Total hip arthroplasty (THA) and total knee arthroplasty (TKA) are common treatments for osteoarthritis (OA) with good-to-excellent outcomes. As the US population ages, rates of OA and THA/TKA will continue to rise. People with OA and THA/TKA are less active than those without arthritis or arthrosplasty, respectively. With the numerous documented health benefits obtained from physical activity, it is imperative from a public health perspective that patients are sufficiently active to maintain health after surgery. Increasing moderate-intensity physical activity is a safe, efficacious, and cost-effective mechanism for improving health and reducing health care costs in this population. The return to leisure/sporting activities after THA/TKA is not as well studied as other aspects of functional recovery. In particular, no evidence-based guidelines for physical activity after THA/TKA are available. Most recommendations have been derived from cross-sectional surveys of orthopedic surgeons. Based on the literature, the general consensus for recommendations appears to be to: 1) return to low- to moderate-intensity activities and no-, low-, or intermediate-impact activities within 3 to 6 months postoperatively, 2) discourage high-impact activities, 3) avoid high-contact athletic activities, and 4) educate rather than dissuade patients from resuming leisure/sporting activities. Sports medicine physicians are in an ideal position to counsel patients in regard to leading active lifestyles. The physician can evaluate and treat any remaining functional limitations postoperatively, as well as prescribe the appropriate dose (ie, type, intensity, frequency, and duration) of physical activity. The 2008 Physical Activity Guidelines for Americans can help guide physicians in prescribing the appropriate dose of activity. Finally, physicians can refer patients to evidence-based, community-delivered group exercise and/or behavioral change interventions that are approved by the Centers for Disease Control and Prevention for people with arthritis.

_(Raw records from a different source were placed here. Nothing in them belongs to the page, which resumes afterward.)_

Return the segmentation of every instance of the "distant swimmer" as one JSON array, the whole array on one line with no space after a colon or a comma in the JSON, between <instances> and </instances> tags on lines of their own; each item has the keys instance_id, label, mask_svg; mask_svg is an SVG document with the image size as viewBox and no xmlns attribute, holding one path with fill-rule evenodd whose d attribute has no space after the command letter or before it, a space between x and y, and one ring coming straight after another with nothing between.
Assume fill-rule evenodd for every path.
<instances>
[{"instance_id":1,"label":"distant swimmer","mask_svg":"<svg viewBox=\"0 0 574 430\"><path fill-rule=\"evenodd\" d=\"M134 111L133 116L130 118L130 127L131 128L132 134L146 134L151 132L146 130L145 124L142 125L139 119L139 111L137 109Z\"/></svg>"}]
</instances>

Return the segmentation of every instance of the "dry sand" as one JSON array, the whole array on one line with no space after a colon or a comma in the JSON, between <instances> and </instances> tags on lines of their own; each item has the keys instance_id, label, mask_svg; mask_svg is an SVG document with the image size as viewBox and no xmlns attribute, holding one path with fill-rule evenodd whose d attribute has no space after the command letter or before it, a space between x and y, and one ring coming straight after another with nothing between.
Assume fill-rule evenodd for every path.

全髋关节置换术 (THA) 和全膝关节置换术 (TKA) 是治疗骨关节炎 (OA) 的常用方法,效果良好至极好。随着美国人口老龄化,OA 和 THA/TKA 的发病率将继续上升。患有 OA 和 THA/TKA 的人比没有关节炎或关节成形术的人活动量少。由于大量有文件记录的身体活动带来的健康益处,从公共卫生的角度来看,患者在手术后必须保持足够的活动量以维持健康。增加中等强度的身体活动是改善健康和降低该人群医疗保健成本的安全、有效且具有成本效益的机制。THA/TKA 后恢复休闲/运动活动的研究不如其他功能恢复方面充分。特别是,目前尚无 THA/TKA 后身体活动的循证指南。大多数建议都是从骨科医生的横断面调查中得出的。根据文献,对于建议的总体共识似乎是:1)在术后 3 至 6 个月内,恢复低至中等强度的活动和无、低或中冲击活动,2)不鼓励高冲击活动,3)避免高接触运动活动,以及 4)教育而不是劝阻患者恢复休闲/运动活动。运动医学医生在指导积极的生活方式方面处于理想的地位。医生可以评估和治疗术后任何剩余的功能限制,并开处适当剂量(即类型、强度、频率和持续时间)的身体活动。2008 年《美国人身体活动指南》可以帮助医生开处适当剂量的活动。最后,医生可以将患者转介给经过验证的、社区提供的团体运动和/或行为改变干预措施,这些干预措施得到疾病控制与预防中心的批准,适用于关节炎患者。